Comment by bruce511

Comment by bruce511 4 days ago

3 replies

Of course it will shrink! Every industry ever has shrunk as tooling got better.

That said, we are a long way from "peak software". There is a lot of scope for new things, so there's room for a lot of high-level people.

And of course the vast majority of current juniors won't step up at all. Just like the web site devs of the early '00s went off to be estate agents or car salesmen or whatever. Those with shallow training are easily replaced.

The wheel will turn though, and those with a quality, deep, education focused on fundamentals (not job-training-in-xxx-language) are best placed to rise up.

gmreads 3 days ago

Could you elaborate more? What would those said foundations and fundamentals be ?

  • bruce511 2 days ago

    In a nutshell, a lot more understanding of how computers work, and how that affects software design.

    From theory like Order(n), 3rd Normal Form, P versus NP, Recursion, Logic (including bit logic) etc, to practical things like exploration of language (why languages are different, why that doesn't matter), how Operating Systems actually work (and what they do), how Networks work (their strengths and weaknesses and thus impact on software design) and so on.

    Obviously I can't list a 4 year syllabus[1] here, and it would be different for each college. IME colleges don't teach programming past the first couple weeks, although it is the basis for assignments and evaluation for the next 4 years. (In the way that grade school doesn't teach writing after year 1, but you write a lot in the next 10 years.)

    [1] All of this can be self taught. There's plenty of text books and materials online.
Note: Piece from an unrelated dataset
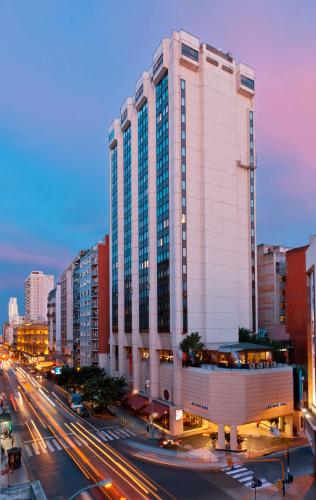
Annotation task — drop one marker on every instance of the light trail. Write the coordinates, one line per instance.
(111, 466)
(39, 434)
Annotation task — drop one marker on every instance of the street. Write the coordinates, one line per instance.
(67, 453)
But basically self-taught people learn programming, not theory, and lack the "path" of a formal syllabus.

    Each school will of course have a different syllabus, and some will offer selective modules as well focusing on specific areas like graphics, compilers, databases etc.

    • gmreads a day ago

      Thank you for taking the time. This is quite standard CS degree syllabus, while quality and rigour of CS schools differ but I think any decent CS grad should know these.